The Greatest Spam Comment Ever

Now, this is a small, humble, Mom-and-Pop style blogging establishment, and like the Pie Hole, we chit-chat here, in the form of the comments. (While you’re here, leave a comment and I’ll respond to it…or anonymously ask me a question, and I’ll answer it – best questions from the next month get to go into a post, or possibly an episode of The Random Report!) But in spite of the status of small, and humble, and Mom-and-Pop, I get a bunch of spam comments (668 have been caught so far, according to my Akismet Stats). Most of the time it’s either kind of dumb of a Groupon thing that I don’t want to post, but this one – this one takes the cake.

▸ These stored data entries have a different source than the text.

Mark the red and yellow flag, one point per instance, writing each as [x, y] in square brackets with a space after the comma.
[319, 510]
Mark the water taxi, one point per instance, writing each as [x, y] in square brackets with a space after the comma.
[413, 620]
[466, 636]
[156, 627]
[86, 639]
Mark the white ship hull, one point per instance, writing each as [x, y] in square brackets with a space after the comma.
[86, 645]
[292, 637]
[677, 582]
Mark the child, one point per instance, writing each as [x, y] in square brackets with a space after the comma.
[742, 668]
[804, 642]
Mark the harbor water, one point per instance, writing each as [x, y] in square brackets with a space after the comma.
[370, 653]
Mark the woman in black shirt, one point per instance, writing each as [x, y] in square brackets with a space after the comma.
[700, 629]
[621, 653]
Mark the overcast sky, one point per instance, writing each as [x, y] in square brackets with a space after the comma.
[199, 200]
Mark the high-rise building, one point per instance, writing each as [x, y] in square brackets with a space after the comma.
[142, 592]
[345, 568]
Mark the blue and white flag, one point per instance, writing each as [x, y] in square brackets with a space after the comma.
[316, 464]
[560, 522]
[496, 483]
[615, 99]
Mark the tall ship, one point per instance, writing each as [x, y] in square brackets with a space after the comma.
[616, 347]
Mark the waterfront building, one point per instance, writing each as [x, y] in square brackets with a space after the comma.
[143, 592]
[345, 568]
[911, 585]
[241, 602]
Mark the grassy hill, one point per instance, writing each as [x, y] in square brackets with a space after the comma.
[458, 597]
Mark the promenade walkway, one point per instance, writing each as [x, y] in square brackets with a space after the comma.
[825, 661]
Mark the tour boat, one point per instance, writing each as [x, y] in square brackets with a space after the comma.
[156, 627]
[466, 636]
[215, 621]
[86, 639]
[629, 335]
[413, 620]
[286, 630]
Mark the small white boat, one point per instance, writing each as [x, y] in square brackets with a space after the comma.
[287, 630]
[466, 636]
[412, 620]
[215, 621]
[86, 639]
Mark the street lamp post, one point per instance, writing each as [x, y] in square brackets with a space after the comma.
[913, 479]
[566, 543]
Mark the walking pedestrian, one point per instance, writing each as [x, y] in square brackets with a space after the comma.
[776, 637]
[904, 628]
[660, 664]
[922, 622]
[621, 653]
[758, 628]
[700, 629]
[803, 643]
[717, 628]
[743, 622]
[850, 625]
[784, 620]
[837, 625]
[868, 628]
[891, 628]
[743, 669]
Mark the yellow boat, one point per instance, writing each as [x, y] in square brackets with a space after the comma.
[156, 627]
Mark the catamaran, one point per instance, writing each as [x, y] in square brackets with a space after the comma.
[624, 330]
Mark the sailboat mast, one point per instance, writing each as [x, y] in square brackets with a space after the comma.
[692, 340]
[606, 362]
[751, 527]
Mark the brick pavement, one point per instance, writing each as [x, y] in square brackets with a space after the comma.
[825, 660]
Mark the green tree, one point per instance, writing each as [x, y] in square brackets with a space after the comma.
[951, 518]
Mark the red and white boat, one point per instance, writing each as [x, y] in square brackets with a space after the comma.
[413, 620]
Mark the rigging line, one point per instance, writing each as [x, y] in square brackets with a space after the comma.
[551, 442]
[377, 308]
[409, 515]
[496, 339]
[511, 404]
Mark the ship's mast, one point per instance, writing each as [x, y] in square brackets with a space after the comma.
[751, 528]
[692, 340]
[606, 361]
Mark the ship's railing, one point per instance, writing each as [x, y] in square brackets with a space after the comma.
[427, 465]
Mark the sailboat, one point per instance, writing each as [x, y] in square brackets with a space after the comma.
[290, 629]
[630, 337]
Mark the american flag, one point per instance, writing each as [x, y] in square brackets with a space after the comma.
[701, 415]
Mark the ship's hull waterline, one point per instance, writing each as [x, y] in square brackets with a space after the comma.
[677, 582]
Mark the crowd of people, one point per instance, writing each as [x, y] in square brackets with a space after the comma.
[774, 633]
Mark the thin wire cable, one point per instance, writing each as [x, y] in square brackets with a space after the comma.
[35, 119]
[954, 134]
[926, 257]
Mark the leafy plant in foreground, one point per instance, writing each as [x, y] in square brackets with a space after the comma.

And since I didn’t want it in my spam inbox anymore, I decided to post it. I’ve blacked out the e-mail and the IP address (so you don’t spam the spammer), but nothing else has been changed, leaving it in all its nonsensical glory:

First of all, the dude’s username is “sex.” That screams “spammer” right there. What comes after is pretty damn ridiculous – “I give birth to be familiar with a few of the articles on your website trendy, and I really like your tastefulness of blogging”? Only part of the last clause makes sense. Giving birth will not make you familiar with my love of sandwiches and info about string. “I added it to my favorites web stage list” – okay, maybe that’s what they call it in Poland – “and disposition be checking promote soon” – that just sounds like a jumble of words that the dude got when putting the original Polish into Babelfish or Google Translate. “Please contain into public notice my position as approvingly” – ditto. “…Vindicate me know what you think,” actually makes some degree of sense, if you put a semi-colon in between those two clauses. “Thanks.” You’re welcome, spammer.